Reçeteyi uzattı. Devam etti konuşmaya:
“Ne diyoruz biz, yemin ederken bir yerinde? ‘Din, milliyet, cinsiyet, ırk ve parti farklarının görevimle vicdanım arasına girmesine izin vermeyeceğime, mesleğimi dürüstlük ve onurla yapacağıma, namusum ve şerefim üzerine yemin ederim’ diyoruz.”
Bunları söyledikten sonra elindeki kalemi masaya fırlattı.

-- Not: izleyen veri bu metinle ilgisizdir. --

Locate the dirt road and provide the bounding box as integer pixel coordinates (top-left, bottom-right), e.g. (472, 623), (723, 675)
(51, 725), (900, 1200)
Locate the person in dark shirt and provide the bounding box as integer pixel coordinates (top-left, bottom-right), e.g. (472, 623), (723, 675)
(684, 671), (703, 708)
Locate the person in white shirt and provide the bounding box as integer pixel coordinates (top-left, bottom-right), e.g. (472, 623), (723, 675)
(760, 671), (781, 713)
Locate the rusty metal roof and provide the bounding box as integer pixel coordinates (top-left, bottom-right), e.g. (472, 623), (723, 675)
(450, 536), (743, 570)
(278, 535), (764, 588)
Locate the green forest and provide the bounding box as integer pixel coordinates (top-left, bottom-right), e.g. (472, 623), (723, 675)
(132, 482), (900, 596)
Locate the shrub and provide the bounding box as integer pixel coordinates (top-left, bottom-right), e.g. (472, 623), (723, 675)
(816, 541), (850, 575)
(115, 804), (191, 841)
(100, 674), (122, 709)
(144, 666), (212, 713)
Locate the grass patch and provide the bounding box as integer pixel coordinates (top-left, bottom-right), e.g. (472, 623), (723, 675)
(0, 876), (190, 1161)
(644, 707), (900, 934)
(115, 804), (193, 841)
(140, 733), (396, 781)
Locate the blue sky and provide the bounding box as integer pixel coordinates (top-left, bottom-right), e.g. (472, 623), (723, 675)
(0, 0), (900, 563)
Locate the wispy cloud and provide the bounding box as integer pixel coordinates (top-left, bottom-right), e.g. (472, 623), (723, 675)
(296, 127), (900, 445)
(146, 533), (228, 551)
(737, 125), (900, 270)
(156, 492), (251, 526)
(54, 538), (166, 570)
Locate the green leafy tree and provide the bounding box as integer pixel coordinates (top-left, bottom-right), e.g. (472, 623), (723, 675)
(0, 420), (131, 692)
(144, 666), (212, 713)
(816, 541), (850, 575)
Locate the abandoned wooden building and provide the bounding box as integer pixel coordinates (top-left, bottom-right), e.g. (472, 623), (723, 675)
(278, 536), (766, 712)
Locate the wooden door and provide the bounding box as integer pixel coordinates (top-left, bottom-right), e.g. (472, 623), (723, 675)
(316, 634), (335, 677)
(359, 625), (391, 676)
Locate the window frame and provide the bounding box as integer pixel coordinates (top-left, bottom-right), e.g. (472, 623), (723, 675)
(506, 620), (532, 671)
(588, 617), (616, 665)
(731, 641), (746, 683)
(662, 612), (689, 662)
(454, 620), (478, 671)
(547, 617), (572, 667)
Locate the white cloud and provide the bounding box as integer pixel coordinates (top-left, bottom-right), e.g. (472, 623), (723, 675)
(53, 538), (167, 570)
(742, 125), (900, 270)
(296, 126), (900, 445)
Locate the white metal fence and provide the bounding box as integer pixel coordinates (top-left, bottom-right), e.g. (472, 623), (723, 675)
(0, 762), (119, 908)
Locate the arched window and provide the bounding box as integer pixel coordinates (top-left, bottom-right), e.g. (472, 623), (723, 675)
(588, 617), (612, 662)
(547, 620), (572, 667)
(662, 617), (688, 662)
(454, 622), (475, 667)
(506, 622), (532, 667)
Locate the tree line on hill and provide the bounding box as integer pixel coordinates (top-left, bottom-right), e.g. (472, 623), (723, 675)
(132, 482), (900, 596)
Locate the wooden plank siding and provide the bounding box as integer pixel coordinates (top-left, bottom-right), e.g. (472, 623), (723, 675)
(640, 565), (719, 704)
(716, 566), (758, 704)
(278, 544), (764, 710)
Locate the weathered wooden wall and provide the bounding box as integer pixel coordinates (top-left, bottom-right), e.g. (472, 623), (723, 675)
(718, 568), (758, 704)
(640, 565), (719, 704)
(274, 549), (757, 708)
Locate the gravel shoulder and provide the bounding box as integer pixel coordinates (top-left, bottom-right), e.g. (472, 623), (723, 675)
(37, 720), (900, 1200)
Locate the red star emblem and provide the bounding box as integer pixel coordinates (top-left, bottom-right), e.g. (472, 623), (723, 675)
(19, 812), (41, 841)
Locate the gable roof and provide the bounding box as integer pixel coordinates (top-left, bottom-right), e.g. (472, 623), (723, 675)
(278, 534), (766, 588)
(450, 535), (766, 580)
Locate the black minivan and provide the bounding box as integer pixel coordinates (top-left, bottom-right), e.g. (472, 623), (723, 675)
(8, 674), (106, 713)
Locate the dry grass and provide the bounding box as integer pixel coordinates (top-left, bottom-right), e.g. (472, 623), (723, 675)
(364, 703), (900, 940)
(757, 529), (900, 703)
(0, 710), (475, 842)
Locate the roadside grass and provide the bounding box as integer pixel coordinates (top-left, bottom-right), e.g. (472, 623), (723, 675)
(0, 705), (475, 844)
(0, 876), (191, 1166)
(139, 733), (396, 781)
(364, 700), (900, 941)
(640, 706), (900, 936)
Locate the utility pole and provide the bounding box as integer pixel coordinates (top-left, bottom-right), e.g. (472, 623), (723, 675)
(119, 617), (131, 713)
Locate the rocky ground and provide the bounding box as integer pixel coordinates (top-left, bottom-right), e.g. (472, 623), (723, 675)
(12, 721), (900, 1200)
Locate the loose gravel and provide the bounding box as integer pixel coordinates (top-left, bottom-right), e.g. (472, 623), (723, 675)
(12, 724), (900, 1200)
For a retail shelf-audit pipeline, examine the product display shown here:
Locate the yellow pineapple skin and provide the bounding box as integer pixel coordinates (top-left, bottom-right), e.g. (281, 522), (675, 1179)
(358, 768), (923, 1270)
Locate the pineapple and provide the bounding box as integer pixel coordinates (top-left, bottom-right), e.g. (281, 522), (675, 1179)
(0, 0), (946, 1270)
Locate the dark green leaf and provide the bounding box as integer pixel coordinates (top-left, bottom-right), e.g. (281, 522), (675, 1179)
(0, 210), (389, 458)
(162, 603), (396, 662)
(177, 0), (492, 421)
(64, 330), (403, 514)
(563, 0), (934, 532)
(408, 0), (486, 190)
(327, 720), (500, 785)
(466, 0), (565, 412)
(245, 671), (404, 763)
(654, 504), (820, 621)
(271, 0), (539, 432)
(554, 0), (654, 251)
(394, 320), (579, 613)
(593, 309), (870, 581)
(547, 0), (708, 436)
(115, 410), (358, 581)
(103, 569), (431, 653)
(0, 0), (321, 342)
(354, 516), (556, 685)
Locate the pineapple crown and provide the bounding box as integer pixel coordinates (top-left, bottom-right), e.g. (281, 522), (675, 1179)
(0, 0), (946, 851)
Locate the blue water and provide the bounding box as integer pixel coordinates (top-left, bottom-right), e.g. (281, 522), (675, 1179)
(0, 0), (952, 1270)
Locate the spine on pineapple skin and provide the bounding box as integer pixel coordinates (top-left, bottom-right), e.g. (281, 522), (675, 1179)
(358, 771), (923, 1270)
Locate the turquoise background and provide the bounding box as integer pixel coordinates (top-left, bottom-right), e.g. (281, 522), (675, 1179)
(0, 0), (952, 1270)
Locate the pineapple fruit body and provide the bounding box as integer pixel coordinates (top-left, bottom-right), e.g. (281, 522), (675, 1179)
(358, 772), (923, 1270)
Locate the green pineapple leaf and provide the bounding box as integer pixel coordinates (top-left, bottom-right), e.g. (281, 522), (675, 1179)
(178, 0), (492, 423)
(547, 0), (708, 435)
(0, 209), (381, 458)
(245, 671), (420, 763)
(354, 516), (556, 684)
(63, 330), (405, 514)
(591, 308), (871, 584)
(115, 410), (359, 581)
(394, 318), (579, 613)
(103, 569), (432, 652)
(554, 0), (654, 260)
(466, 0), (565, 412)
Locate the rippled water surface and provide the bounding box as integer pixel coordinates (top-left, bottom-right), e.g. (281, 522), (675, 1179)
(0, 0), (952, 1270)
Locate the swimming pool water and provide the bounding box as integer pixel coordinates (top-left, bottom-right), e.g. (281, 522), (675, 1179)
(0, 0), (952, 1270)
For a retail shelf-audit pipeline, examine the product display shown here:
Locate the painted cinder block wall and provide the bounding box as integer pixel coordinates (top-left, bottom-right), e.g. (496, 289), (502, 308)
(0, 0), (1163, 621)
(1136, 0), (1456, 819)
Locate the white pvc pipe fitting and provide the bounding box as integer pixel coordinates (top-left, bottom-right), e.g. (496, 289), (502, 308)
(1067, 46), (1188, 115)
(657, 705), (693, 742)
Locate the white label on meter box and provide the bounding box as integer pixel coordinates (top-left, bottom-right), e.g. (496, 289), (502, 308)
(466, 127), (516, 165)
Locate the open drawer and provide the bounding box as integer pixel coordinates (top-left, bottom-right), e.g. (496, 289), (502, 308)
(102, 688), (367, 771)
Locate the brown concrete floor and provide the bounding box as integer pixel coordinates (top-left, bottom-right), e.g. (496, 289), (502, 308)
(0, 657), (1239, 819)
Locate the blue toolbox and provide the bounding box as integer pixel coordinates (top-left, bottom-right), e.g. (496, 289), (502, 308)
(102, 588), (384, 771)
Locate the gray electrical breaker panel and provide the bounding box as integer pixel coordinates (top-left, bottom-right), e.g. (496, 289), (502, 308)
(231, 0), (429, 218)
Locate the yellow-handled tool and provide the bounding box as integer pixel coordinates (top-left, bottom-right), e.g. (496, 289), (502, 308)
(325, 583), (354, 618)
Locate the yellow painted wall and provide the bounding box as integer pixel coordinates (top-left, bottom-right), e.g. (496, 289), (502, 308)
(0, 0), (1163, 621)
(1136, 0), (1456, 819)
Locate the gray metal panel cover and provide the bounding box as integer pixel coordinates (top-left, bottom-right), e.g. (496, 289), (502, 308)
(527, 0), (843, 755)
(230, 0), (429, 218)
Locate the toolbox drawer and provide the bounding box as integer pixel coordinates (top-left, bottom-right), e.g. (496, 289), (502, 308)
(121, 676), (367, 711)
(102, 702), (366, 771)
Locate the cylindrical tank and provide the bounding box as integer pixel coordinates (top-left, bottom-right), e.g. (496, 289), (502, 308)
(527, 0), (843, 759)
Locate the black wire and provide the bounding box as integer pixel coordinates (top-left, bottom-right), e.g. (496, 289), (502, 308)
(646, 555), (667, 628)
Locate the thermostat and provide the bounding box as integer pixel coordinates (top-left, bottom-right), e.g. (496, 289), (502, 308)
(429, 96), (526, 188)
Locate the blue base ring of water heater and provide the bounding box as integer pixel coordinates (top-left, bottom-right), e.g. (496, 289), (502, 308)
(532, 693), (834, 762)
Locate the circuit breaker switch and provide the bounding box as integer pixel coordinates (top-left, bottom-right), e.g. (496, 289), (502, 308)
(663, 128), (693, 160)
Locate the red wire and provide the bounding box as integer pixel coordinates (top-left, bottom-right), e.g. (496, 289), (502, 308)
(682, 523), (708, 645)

“İyiymiş,” dedi adam fısıltıyla.
“Geçmiş olsun. Endişelendiğiniz gibi olmadı değil mi? Şansınıza her şey iyi gitti. Umarım bana veya başka bir doktora bu nedenle bir daha işiniz düşmez.”
Adam, yavaşça oturduğu yerden kalktı. Saygıyla doktoru selamlayarak kapıdan çıktı.
Arkasından baktı.
İyileşmişti, ama ameliyat sonrası halsizliğinin ötesinde bir yorgunluk vardı üzerinde.